Thuy expressed her joy when they have found good teachers and the association will use its funds to pay for teaching costs, while the embassy will support classrooms and books. The association plans to open a Vietnamese class next March, for children under the age of 15, she said.

Besides Vietnamese classes, the association schedules many activities in 2024 such as performing arts at the Lunar New Year community celebration, making banh chung events for children, and introducing and promoting Vietnamese cuisine with 25 countries in Austria.

In particular, the association still maintains and organizes monthly book readings for children in their rooms in the winter, or outdoors combined with picnics on weekends, traditional culinary exchange activities, and folk games on International Children's Day June 1.

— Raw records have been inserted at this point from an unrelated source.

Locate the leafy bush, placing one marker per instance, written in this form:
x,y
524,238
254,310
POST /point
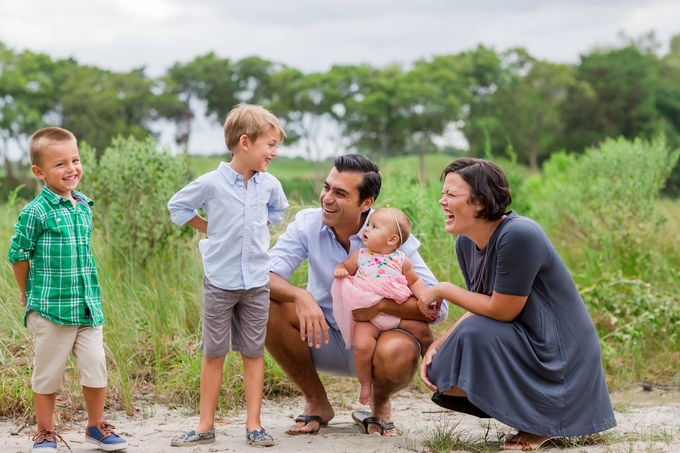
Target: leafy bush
x,y
131,185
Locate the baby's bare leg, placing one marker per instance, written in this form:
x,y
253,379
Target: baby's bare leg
x,y
420,330
365,339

Vietnamese women in Austria have been dedicated and patient in preserving their mother tongue and Vietnamese culture in their homeland.

When Thuy's daughter entered first grade, she refused to learn Vietnamese and insisted on only speaking German. But when she took her to a Vietnamese class, she gradually became interested. When she returns home, she also speaks Vietnamese to practice more.

Thuy also joined a group of 10 Vietnamese families and there is a rule that when the children meet each other, they communicate in Vietnamese. Besides, she let her children watch Vietnamese television programs. As a result, they now speak Vietnamese very well.

Not having the same success as Thuy, Nhung, vice president of the association, hopes that shortly her child will be able to speak her native language better. "Even though their father is a foreigner, they still are half Vietnamese. We still use fish sauce in everyday meal."

Married to an Austrian husband, Hai said that learning Vietnamese has been a difficult problem in her family for many years.

She confided that her children are having difficulty figuring out who they are, Austrian or Vietnamese. Therefore, her children must participate in Vietnamese classes, and regular exchanges at home, which will help them practice their mother tongue, as well as understand their origins.